Last year's election opened the political road to Howard's industrial steamroller. A one-vote majority in the Senate was all he needed - or it should have been. But he reckoned without the pugnacious Joyce, a Queensland National. Joyce's determination to use his vote how he sees best has made Howard's Senate majority a fragile advantage.
Howard should have been able to turn to Fielding, the first and sole representative of the Family First Party in Canberra. The party, at first seen as a clone of American-style far-Right religious activism, had forged an alliance of kinds with Howard during the election. But Fielding has proven himself a man with a strong, independent agenda.
Both opposed the full privatisation of the telecommunications giant Telstra, and would have killed it were it not for the considerable concessions forced from Howard by Joyce.
This week Joyce crossed the floor to kill the Government's bid to ease the restrictions on mergers by big business. He had previously frustrated a proposed ban on compulsory student unionism.
Now the two men are all that stand between Howard and one of the key goals of his career in politics: an almost union-free workplace. But it is a coincidence of divergent agendas.
Joyce, a 38-year-old father of three, came to Canberra with plans to make his presence felt for a fairly short, hard-hitting, time in the Senate. He is self-made, a one-time farm worker and bouncer, now a self-employed accountant.
His party has been on the ropes for years, shrinking in support and significance as demographics and history whittle away its rural base.
Joyce has made it clear his loyalties lie first with Queensland and his party.

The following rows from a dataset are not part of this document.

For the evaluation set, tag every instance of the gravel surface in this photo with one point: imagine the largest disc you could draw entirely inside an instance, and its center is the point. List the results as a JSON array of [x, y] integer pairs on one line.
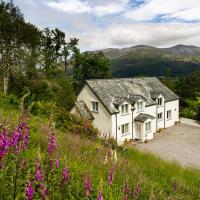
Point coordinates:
[[180, 143]]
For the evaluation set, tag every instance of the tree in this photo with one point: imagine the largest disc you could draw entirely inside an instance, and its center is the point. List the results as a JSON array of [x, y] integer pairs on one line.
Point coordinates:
[[90, 66], [16, 37]]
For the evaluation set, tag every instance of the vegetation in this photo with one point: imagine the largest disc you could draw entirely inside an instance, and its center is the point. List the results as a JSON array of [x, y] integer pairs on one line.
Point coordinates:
[[151, 61], [40, 162], [188, 89]]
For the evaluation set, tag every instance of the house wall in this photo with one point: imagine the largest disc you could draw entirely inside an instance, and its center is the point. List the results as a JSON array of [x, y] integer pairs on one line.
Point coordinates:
[[127, 118], [122, 119], [102, 119], [149, 135], [174, 107], [160, 109]]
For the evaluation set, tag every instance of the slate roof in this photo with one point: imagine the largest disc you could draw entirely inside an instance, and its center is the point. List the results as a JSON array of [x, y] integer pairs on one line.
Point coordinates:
[[143, 117], [83, 110], [107, 90]]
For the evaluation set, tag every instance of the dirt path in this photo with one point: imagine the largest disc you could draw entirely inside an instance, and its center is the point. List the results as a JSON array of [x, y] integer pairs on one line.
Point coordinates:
[[180, 143]]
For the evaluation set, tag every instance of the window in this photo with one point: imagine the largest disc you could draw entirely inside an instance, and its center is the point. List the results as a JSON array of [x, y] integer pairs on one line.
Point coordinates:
[[148, 126], [125, 109], [160, 101], [140, 106], [169, 114], [160, 115], [138, 128], [124, 128], [95, 106]]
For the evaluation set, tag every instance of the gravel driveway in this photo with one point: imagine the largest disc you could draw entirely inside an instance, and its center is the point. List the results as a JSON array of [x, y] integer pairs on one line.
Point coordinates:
[[180, 143]]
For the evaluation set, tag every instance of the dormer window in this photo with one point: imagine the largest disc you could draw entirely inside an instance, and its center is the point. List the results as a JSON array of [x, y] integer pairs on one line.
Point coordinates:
[[140, 106], [160, 101], [124, 109], [95, 106]]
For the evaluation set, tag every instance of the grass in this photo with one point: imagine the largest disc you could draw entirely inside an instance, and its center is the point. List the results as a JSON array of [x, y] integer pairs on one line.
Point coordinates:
[[158, 179]]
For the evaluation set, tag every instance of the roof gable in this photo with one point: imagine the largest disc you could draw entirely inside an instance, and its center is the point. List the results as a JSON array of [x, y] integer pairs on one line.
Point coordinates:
[[134, 88]]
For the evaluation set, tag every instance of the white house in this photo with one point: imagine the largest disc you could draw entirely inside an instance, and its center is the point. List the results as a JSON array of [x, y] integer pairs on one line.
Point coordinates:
[[128, 108]]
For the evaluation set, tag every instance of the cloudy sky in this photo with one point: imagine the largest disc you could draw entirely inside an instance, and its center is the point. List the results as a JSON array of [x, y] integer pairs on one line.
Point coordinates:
[[103, 24]]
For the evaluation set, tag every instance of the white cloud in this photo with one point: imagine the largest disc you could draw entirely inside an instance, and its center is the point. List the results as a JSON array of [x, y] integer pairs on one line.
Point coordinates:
[[180, 9], [78, 6], [119, 36], [71, 6], [111, 8]]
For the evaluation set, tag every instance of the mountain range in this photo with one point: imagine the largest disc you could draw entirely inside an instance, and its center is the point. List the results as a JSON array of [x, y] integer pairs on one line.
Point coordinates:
[[176, 61]]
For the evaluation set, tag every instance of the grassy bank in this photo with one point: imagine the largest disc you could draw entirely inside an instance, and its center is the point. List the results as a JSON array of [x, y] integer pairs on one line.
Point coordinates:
[[91, 167]]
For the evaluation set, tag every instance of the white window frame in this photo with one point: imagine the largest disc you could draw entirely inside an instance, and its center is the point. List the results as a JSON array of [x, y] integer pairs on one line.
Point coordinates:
[[125, 128], [140, 106], [125, 109], [160, 101], [169, 114], [95, 106], [148, 127], [160, 116]]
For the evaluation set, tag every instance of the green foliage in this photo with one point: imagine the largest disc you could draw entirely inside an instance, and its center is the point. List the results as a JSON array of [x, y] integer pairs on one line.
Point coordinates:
[[90, 66]]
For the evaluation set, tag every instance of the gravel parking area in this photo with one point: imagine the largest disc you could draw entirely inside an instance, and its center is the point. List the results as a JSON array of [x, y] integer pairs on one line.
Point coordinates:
[[180, 143]]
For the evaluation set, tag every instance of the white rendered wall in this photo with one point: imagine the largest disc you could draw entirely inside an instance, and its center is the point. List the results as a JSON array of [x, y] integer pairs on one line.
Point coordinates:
[[102, 119], [174, 107]]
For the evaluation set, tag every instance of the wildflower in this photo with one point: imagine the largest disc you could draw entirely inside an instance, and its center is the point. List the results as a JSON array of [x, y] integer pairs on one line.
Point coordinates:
[[65, 175], [137, 191], [126, 191], [3, 146], [29, 191], [58, 156], [115, 156], [51, 145], [26, 137], [87, 186], [100, 197], [174, 186], [38, 173], [43, 191], [111, 175]]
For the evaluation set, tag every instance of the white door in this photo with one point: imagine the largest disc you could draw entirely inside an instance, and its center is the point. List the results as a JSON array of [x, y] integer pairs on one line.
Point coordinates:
[[138, 131]]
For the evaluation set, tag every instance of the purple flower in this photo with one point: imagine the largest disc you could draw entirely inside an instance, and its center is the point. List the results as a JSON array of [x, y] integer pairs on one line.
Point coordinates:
[[26, 137], [65, 175], [43, 191], [100, 197], [3, 146], [29, 191], [126, 191], [174, 186], [58, 156], [87, 186], [137, 191], [38, 173], [52, 144], [111, 175]]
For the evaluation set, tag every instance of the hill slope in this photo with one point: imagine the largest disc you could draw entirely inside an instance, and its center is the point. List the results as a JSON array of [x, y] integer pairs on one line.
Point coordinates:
[[179, 60]]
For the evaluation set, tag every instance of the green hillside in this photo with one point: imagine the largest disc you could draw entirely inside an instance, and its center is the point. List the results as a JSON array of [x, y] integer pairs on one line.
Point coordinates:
[[66, 164], [150, 61]]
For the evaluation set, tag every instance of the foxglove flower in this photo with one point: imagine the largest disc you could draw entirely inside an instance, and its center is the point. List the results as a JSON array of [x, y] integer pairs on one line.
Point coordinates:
[[87, 186], [58, 156], [29, 191], [111, 175], [38, 173], [52, 144], [43, 191], [100, 196], [126, 191], [137, 191], [65, 175]]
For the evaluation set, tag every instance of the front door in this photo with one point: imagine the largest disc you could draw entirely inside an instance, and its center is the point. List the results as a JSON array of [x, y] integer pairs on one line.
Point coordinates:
[[138, 130]]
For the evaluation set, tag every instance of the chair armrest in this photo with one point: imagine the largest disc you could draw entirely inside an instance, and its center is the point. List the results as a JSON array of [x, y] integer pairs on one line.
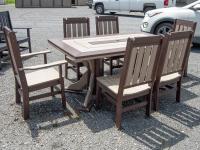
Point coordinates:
[[56, 63], [23, 28], [24, 56]]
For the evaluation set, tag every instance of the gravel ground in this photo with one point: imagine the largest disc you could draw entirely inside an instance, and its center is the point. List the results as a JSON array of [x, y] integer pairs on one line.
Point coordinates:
[[175, 127]]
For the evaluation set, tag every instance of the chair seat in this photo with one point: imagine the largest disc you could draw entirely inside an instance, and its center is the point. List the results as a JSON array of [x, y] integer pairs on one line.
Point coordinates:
[[112, 83], [41, 76], [21, 40], [170, 77]]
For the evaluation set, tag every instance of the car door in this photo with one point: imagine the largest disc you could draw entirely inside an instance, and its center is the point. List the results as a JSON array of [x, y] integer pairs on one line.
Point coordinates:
[[114, 4], [124, 5]]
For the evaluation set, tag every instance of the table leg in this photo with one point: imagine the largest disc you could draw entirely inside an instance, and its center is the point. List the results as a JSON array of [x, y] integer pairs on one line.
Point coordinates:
[[91, 83], [80, 84]]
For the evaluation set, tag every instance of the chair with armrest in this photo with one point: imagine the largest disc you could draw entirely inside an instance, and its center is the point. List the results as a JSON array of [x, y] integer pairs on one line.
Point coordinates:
[[137, 77], [42, 76], [5, 20]]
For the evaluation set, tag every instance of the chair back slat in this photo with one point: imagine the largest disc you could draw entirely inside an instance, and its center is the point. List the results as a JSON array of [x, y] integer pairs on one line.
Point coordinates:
[[140, 63], [151, 62], [14, 50], [76, 27], [107, 25], [177, 51]]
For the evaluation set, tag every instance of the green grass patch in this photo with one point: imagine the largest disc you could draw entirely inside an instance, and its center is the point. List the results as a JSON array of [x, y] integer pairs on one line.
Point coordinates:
[[10, 1]]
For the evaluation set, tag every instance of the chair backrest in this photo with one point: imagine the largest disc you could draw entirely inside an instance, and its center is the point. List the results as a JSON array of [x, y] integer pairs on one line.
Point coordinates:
[[184, 25], [141, 61], [76, 27], [107, 25], [14, 52], [177, 52]]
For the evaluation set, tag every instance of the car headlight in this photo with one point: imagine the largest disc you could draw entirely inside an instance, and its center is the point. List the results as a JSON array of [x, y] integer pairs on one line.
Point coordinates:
[[153, 14], [145, 24]]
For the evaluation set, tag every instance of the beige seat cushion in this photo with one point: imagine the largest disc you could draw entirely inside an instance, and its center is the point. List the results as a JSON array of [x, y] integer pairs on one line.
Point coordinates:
[[112, 83], [169, 77], [41, 76]]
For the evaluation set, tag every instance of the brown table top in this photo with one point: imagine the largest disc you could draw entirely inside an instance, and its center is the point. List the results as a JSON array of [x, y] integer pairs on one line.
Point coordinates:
[[80, 49]]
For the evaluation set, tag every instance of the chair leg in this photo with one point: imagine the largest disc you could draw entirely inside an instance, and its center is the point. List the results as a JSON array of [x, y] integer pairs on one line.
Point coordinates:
[[63, 94], [17, 95], [98, 97], [29, 41], [185, 71], [118, 116], [111, 66], [26, 105], [66, 71], [178, 91], [148, 107], [156, 99]]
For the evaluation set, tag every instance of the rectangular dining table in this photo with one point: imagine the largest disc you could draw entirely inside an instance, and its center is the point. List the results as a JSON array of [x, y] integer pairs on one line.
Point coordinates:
[[91, 51]]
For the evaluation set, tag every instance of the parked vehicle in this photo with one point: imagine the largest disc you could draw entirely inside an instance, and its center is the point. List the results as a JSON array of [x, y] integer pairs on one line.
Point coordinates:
[[160, 21], [114, 6], [89, 3]]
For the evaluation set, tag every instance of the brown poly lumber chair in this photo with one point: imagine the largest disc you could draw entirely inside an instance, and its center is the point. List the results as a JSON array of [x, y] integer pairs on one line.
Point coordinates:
[[184, 25], [42, 76], [136, 79], [6, 21], [74, 28], [108, 25], [171, 69]]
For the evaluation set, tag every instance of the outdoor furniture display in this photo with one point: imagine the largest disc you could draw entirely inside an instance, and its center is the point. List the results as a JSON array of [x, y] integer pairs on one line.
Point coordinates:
[[171, 68], [184, 25], [6, 21], [92, 50], [107, 25], [73, 28], [136, 79], [42, 76]]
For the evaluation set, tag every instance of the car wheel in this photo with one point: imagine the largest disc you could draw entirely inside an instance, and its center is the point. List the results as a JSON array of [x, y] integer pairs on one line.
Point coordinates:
[[163, 28], [99, 9], [148, 9]]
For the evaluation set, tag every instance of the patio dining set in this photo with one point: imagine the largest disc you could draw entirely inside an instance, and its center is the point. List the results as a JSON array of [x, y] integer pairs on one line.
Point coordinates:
[[146, 63]]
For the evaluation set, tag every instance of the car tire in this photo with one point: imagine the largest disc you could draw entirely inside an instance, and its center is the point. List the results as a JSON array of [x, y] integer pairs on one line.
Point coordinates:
[[99, 9], [163, 28], [148, 9]]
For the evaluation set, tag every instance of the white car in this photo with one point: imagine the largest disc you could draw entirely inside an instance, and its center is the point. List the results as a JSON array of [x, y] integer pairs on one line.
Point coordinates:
[[114, 6], [160, 21]]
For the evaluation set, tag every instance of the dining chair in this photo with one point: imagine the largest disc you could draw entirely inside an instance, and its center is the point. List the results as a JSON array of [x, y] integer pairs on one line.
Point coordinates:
[[42, 76], [137, 77], [184, 25], [108, 25], [73, 28], [5, 20], [171, 69]]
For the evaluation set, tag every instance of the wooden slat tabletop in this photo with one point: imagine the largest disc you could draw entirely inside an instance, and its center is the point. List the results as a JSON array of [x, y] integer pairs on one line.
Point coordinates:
[[80, 49]]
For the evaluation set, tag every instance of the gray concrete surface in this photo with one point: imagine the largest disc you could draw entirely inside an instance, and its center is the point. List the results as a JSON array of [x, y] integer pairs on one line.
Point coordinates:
[[175, 127]]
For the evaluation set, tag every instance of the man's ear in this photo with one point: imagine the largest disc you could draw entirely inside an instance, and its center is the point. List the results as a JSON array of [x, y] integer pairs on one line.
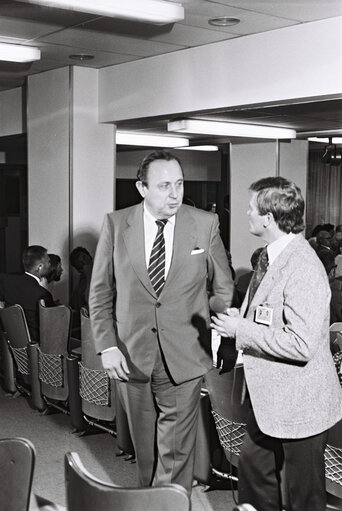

He has also made it clear he is unhappy with elements of Howard's package, most notably the plan to replace state-based awards with single national agreements - anathema to the fiercely partisan Queenslander who abhors any attempt to toy with the constitutional rights of the states to govern themselves.
Joyce has yet to declare whether he will again cross the floor to defeat the package. But Howard has made it clear that he is not open to negotiation - "This is not an ambit claim" - and Joyce will face the choice of caving in or killing the whole beast.
If he does stand his ground, Fielding would have been the man most likely to be courted to make up the Government numbers. But although Family First shared sufficient values and had sufficient political nous to extract concessions from Howard during the election - including a commitment to test all new laws for their effect on the welfare of families - the Prime Minister has little chance of shifting Fielding on industrial relations.
Family First has a broad and often surprisingly liberal platform, championing issues ranging from improved Aboriginal health and education to increased foreign aid.
Fielding passionately shares these beliefs and values.
He is from a Melbourne family of 16 children and came to Canberra after a career that spanned finance, telecommunications - including a spell in New Zealand with Telecom - media and IT.
Like Joyce, but with different motivations, he intends walking his own path.